April 30, 2013
MEMORANDUM FOR: Reviewer of OMB NO. 1220-0045
FROM: Matthew Gunter
Economist
Office of Safety, Health, and Working Conditions
Office Compensation and Working Conditions
Bureau of Labor Statistics
SUBJECT: Request for Non-substantive Change for conducting the Survey of Occupational Injuries and Illnesses data quality interviews on workplace injury and illness recordkeeping and reporting
Attached is a telephone questionnaire and introductory letter to be administered to a small subsample of recent Survey of Occupational Injuries and Illnesses (SOII) respondents in four states.
We plan on asking participants for their voluntary participation via an introductory letter. A telephone questionnaire, developed by BLS and its four State Partners in this study, will follow the letter. We hope to learn more about how employers report workplace injuries and illnesses to workers compensation programs and record injuries and illnesses on their SOII forms.
We plan on conducting this phone questionnaire from May 2013 to April 2014. We plan to conduct 3900 interviews spread among 4 participating states. The interviews are expected to last for no more than 30 minutes thus the maximum number of burden hours is estimated to be 1950 hours.
If you have any questions about this request, please contact Matthew Gunter at (202) 691-6211 or e-mail at gunter.matt@bls.gov.
Attachments
Attachment A – Introductory Letter
Attachment B – Telephone Questionnaire
The goal of this study is to use a telephone questionnaire to explore possible reasons for differences in reporting days away from work injury and illness cases between the SOII and State Workers’ Compensation claims data. Since SOII respondents are requested to complete the survey using Occupational Safety and Health Administration (OSHA) logs and supplemental reports, we focus on both OSHA forms and the SOII in our protocol.
There will be an estimated 3,900 reporting units contacted for this study. All respondents will receive an introductory letter (Attachment A) prior to the phone interview asking for their voluntary participation and informing them of the purpose of the phone interview and the expected time burden. We expect the time burden to be 30 minutes, based on survey pretesting results.

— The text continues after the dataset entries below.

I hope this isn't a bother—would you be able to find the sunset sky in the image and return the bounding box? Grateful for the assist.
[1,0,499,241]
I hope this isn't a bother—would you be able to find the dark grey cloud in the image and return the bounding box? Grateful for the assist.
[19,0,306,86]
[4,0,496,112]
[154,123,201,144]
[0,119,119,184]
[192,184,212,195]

The questionnaire (Attachment B) will be conducted via telephone interviews with SOII respondent establishments by four State Partners currently under a Cooperative Agreement with BLS in Minnesota, New York, Oregon, and Washington. Establishment respondents who recently completed the SOII will be randomly sampled per the usual SOII strata of industry, industry size class, and ownership within each state. The BLS State Partners will conduct the interviews, will review, analyze, and publish the results of the study, in coordination with BLS.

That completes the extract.